Генерал С.А. Цабель разбудил генерала В.Н. Воейкова и доложил ему о занятии Любани и Тосно. В.Н. Воейков на допросе Чрезвычайной следственной комиссией Временного правительства утверждал, что, получив сведения о захвате Любани и Тосно, он разбудил Государя и доложил ему обстановку. Государь выслушал спокойно и приказал повернуть обратно на Бологое, а в Бологом свернуть на запад и идти на Псков, потому что там есть аппарат Юза (усовершенствованный телеграфный электромеханический аппарат, изобретение английского физика Д. Юза), то есть прямое сообщение с Петроградом. В. Н. Воейков вышел от Государя весёлым и сказал лицам свиты: «Мы едем в Псков, теперь вы довольны?».Таким образом, по Воейкову и Дубенскому получается, что Император Николай II сам согласился с ранее им отвергаемым предложением ехать в Псков.
Остаётся непонятным, почему Государь, который ещё четыре часа назад в Вышнем Волочке, проигнорировал слухи о занятии Тосно и твёрдо приказал следовать в Царское Село, вдруг, в Малой Вишере поверил точно таким же слухам о захвате Любани и приказал уезжать в Псков? Тем более что по свидетельству А.А. Мордвинова начальник императорских поездов М.С. Ежов заверил, что «путь не испорчен и до Любани свободен. Он добавил, что Тосно и Гатчина, через которые нам приходилось разворачивать на Царское, лишь по слухам заняты бунтующими и теперь идёт проверка этих слухов».
В своих воспоминаниях В.Н. Воейков по-другому, чем на допросе в ЧСК описывал свой разговор с Государем в Малой Вишере. Воейков свидетельствовал, что после своего доклада Государю о занятии Тосно, он спросил «что ему угодно решить». На встречный вопрос Государя, что Воейков думает сам, дворцовый комендант ответил, что он считает безусловно нежелательным ехать на Тосно. Воейков сказал, что «из Малой же Вишеры можно проехать на Бологое и оттуда попасть в район, близкий к действующей армии… Государь мне ответил, что хотел бы проехать в ближайший пункт, где имеется аппарат Юза». Таким образом, из этого отрывка, видно, что Император Николай II не предлагал ехать в Псков.
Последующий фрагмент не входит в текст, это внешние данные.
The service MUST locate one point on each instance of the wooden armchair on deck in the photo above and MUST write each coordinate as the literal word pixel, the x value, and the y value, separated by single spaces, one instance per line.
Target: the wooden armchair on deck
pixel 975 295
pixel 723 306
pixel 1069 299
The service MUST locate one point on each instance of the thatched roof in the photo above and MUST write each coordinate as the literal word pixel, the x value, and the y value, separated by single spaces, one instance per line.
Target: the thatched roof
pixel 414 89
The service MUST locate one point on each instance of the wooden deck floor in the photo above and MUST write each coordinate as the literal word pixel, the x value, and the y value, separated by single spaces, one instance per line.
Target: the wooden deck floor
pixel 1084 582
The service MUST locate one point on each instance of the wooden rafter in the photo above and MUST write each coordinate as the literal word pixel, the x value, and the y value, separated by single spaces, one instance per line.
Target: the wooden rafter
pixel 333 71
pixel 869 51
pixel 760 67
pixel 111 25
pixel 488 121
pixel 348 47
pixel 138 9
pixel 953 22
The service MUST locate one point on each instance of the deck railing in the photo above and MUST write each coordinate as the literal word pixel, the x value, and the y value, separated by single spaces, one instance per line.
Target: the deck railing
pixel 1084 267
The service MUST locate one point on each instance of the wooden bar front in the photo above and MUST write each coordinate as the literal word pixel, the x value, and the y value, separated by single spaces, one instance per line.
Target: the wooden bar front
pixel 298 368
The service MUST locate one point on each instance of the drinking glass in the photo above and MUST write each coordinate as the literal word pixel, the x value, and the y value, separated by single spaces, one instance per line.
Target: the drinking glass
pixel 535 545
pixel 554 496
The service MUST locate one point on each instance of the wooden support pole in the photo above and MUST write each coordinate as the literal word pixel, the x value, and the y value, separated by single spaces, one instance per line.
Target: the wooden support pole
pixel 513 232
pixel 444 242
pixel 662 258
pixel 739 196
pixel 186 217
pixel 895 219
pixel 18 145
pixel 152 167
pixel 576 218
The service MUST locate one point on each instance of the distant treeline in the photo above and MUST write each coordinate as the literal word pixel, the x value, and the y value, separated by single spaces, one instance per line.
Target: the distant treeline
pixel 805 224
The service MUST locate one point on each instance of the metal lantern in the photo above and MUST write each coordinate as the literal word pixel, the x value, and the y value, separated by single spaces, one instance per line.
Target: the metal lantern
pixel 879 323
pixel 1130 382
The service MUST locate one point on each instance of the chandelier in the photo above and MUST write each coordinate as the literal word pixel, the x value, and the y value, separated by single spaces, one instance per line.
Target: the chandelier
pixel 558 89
Он хотел проехать к ближайшей станции, где была прямая связь с Петроградом. Нас хотят уверить, что такая прямая связь была только в Пскове. Однако это не так. Прямой провод имелся на станции Дно. Кстати, почти наверняка телеграфный электромеханический аппарат был и на станции Бологое, так как ещё в 1865 г. Д. Юз был приглашен в Россию для руководства вводом в эксплуатацию своих аппаратов на телеграфной линии Петербург-Москва. Как известно, Бологое крупнейшая станция между Петербургом и Москвой и странно, если она не была оборудована современной телеграфной связью. Таким образом, Псков, как конечная цель маршрута, не мог быть выбран Императором Николаем II. Это обстоятельство допускает предположение, что в ночь с 28-го февраля на 1-го марта не Государь распоряжался маршрутом своего поезда.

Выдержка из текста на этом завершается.